Insomma, la situazione è classificata come “pessima” in un numero record di 28 Paesi nell’Indice di quest’anno, mentre 12 stati, tra cui Bielorussia e Russia, sono sulla lista rossa dei peggiori Paesi al mondo per la libertà di stampa che include il Myanmar, dove il colpo di stato del febbraio 2021 ha riportato la freedom of press indietro di 10 anni, Cina, Turkmenistan, Iran, Eritrea e Corea del Nord, fanalino di coda della classifica al 180° posto.

A passarsela bene sono soltanto i paesi nordici, ossia Norvegia, Danimarca e Svezia, che restano stabili nelle loro prime posizioni e continuano a incarnare un modello democratico dove la libertà di espressione fiorisce.

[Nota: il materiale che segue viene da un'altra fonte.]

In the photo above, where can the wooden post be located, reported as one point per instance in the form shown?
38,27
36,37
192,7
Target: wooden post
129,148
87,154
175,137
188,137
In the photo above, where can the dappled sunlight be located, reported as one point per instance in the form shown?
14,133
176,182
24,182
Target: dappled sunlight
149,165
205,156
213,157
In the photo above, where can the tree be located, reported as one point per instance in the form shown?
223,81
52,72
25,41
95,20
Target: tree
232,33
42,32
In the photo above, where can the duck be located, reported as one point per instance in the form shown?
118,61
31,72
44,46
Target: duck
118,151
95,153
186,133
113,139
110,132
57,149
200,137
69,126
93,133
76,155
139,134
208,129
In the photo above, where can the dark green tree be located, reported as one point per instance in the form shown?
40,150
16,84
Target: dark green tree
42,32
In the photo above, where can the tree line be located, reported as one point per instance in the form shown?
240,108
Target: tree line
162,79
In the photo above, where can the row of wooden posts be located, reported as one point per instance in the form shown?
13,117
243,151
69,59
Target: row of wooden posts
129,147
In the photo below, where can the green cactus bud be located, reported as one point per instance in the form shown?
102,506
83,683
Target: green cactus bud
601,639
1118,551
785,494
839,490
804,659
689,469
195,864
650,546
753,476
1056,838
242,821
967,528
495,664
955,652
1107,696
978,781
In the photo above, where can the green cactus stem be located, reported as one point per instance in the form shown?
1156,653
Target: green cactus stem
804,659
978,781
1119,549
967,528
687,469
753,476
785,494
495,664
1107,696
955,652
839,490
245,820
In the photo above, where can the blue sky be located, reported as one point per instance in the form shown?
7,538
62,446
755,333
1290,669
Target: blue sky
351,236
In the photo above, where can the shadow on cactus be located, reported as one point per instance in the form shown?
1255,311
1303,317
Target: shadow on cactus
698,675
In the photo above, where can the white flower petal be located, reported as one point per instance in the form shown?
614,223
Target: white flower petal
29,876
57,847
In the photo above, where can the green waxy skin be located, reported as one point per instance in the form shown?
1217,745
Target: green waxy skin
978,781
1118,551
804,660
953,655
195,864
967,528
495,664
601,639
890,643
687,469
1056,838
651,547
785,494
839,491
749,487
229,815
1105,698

All’ultimo posto in Europa troviamo invece la Grecia (108), che sostituisce quest’anno la Bulgaria, al 91esimo posto. In Francia (26esimo posto), come in tutti i Paesi democratici, l’Ong nota un “rinnovamento delle tensioni sociali e politiche, accelerato dalle reti sociali e dai nuovi media d’opinione”.

 

La necessità di tutelare il giornalismo di qualità

Nel presentare l’edizione di quest’anno dell’Index, il segretario generale di RSF Christophe Deloire ha evidenziato come nei paesi autoritari il diritto all’informazione dei cittadini venga eliminato con la creazione di armi mediatiche. E come il collegamento tra questo trend e l’aumento della tensione internazionale, possa portare al peggior tipo di guerre. Concordo pienamente nel ritenere assolutamente necessario assumere decisioni urgenti in risposta a questi problemi. È più che mai stringente l’urgenza di promuovere un New Deal per il giornalismo, come è stato proposto dal Forum sull’informazione e la democrazia. È fondamentale delineare e adottare nel futuro prossimo un quadro giuridico adeguato, a garanzia di un sistema che sappia proteggere gli spazi di informazione democratici online.

L’avvento di Internet avrebbe dovuto, negli auspici di una ventina di anni fa, portare in dote un inedito pluralismo dell’informazione, che è il sale (e anche il pepe) di ogni democrazia. Ha invece avuto come effetto macroscopico l’indebolimento della potenza di fuoco delle testate più autorevoli e generato una giungla piena di pericoli, menzogne, mezze verità, secondi fini. Se al sistema serve una profonda ristrutturazione, e alle grandi testate anche un sano confronto intriso di autocritica, come singoli individui abbiamo un compito: premiare le piattaforme che riportano notizie veritiere e frutto di un serio lavoro giornalistico, anziché supportare i fautori del click bait a ogni costo.